Вожди Исполнительного комитета расценивали такие предупреждения как демагогию или попросту пропускали их мимо ушей, сохраняя спокойствие. Сами они почти совсем перестали посещать заводы и казармы, так как успели стать одиозными фигурами в глазах рабочих и солдат. Одни большевики пользовались тем авторитетом, который позволял им удерживать рабочих и солдат от разрозненных действий. Но нетерпение масс направлялось иногда уже и против большевиков.
На заводах и во флоте появились анархисты. Как всегда, пред лицом больших событий и больших масс они обнаруживали свою органическую несостоятельность. Они тем легче отрицали государственную власть, что совершенно не понимали значения советов как органов нового государства. Впрочем, оглушенные революцией, они чаще всего просто отмалчивались по вопросу о государстве. Свою самостоятельность они проявляли, главным образом, в области мелкого вспышкопускательства. Экономический тупик и растущее ожесточение петроградских рабочих создавали для анархистов некоторые опорные позиции. Не способные серьезно оценивать соотношение сил в общегосударственном объеме, готовые каждый толчок снизу рассматривать как последний спасительный удар, они иногда обвиняли большевиков в нерешительности и даже соглашательстве.
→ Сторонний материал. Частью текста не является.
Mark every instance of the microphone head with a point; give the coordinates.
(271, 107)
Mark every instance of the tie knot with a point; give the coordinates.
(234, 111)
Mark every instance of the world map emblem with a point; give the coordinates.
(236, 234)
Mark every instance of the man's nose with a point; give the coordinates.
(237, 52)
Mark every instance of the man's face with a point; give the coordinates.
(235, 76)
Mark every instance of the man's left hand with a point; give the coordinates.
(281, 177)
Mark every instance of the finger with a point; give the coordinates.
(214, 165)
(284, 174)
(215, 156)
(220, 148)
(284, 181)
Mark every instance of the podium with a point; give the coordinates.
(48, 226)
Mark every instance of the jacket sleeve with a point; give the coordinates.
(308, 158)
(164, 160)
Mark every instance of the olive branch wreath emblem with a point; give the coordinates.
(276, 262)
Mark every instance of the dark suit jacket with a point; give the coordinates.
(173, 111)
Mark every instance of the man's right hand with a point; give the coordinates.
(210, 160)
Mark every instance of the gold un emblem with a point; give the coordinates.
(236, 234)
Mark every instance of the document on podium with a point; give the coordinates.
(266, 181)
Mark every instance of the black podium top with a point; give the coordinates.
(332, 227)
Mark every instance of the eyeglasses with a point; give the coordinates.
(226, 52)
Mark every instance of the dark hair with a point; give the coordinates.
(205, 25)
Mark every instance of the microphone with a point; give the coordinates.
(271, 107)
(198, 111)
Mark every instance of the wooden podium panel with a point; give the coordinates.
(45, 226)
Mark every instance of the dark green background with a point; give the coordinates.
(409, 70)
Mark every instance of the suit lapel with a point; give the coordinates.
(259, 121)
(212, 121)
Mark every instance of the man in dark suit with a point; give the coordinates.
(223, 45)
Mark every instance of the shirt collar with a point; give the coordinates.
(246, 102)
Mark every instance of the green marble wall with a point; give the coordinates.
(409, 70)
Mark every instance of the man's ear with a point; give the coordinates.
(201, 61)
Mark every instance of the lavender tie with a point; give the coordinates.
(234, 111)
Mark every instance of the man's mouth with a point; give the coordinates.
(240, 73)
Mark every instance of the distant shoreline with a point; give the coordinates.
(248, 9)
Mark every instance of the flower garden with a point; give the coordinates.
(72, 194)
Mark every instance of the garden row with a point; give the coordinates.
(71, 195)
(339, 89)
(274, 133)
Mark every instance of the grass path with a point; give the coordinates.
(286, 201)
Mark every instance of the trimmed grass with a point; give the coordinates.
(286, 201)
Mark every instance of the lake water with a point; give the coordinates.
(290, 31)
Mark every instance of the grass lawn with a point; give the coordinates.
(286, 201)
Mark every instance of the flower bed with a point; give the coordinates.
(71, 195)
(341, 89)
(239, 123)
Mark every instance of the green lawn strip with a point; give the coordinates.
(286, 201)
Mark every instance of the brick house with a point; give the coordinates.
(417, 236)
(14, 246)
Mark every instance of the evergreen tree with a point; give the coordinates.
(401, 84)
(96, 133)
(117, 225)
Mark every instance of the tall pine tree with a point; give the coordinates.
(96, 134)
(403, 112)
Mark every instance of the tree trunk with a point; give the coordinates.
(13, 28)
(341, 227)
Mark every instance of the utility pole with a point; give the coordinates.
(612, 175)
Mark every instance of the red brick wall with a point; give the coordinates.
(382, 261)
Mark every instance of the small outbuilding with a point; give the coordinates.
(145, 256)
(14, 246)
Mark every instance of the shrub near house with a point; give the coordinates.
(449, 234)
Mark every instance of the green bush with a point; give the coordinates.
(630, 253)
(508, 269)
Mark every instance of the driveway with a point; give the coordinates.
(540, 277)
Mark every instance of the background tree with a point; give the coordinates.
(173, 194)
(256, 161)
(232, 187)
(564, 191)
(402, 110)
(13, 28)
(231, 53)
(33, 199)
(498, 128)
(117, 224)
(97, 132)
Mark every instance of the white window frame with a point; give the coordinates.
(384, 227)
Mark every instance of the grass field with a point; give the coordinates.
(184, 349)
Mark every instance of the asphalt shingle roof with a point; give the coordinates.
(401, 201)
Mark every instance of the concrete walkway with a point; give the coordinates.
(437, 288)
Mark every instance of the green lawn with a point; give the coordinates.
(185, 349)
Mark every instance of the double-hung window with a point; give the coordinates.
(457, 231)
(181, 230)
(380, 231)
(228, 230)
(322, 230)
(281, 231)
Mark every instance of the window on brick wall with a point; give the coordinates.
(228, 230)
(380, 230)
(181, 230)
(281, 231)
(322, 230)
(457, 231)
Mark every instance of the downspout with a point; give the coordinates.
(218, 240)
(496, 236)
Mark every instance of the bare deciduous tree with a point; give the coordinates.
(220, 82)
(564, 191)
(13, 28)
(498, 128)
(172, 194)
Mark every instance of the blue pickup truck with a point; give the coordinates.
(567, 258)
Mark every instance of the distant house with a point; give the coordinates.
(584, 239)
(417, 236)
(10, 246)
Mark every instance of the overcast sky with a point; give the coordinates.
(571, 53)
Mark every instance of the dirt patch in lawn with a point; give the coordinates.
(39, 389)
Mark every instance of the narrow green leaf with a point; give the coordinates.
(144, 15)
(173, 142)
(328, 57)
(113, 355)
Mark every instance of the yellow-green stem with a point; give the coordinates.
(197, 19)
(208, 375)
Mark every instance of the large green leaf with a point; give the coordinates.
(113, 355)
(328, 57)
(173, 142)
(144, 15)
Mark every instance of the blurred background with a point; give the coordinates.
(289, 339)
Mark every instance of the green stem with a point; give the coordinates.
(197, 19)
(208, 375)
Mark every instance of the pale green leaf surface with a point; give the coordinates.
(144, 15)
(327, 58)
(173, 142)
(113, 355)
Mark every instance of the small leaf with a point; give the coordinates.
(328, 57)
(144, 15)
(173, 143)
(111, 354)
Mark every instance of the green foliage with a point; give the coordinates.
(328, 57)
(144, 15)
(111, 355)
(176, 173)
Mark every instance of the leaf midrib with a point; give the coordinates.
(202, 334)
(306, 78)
Но дальше ворчания обыкновенно не шли. Отклик масс на выступления анархистов служил иногда для большевиков измерителем силы давления революционных паров.
* * *
Матросы, встречавшие Ленина на Финляндском вокзале, заявляли спустя две недели, под патриотическим натиском со всех сторон: «Если бы мы знали… какими путями он попал к нам, то вместо восторженных криков “ура” раздались бы наши негодующие возгласы: “Долой, назад в ту страну, через которую ты к нам приехал…”» Солдатские советы в Крыму один за другим угрожали вооруженной рукой воспрепятствовать проникновению Ленина на патриотический полуостров, куда он вовсе не собирался. Волынский полк, корифей 27 февраля, постановил даже сгоряча арестовать Ленина, так что Исполнительный комитет счел себя вынужденным принимать против этого свои меры. Такого рода настроения не рассеялись окончательно до июньского наступления, а рецидивы их ярко вспыхнули после июльских дней. В то же время в самых глухих гарнизонах и на отдаленных участках фронта солдаты все смелее говорили языком большевизма, чаще всего не догадываясь об этом. Большевики в полках насчитывались единицами, но большевистские лозунги проникали все глубже. Они как бы самопроизвольно зарождались во всех частях страны. Либеральные наблюдатели не видели во всем этом ничего, кроме невежества и хаоса. «Речь» писала: «Наша родина превращается положительно в какой-то сумасшедший дом, где действуют и командуют бесноватые, а люди, не потерявшие еще разума, испуганно отходят в сторону и жмутся к стенам». Точь-в-точь такими же словами изливали свою душу «умеренные» во всех революциях. Соглашательская печать утешала себя тем, что солдаты, несмотря на все недоразумения, знать не хотят никаких большевиков. Между тем бессознательный большевизм массы, отражавший логику развития, составлял несокрушимую силу ленинской партии.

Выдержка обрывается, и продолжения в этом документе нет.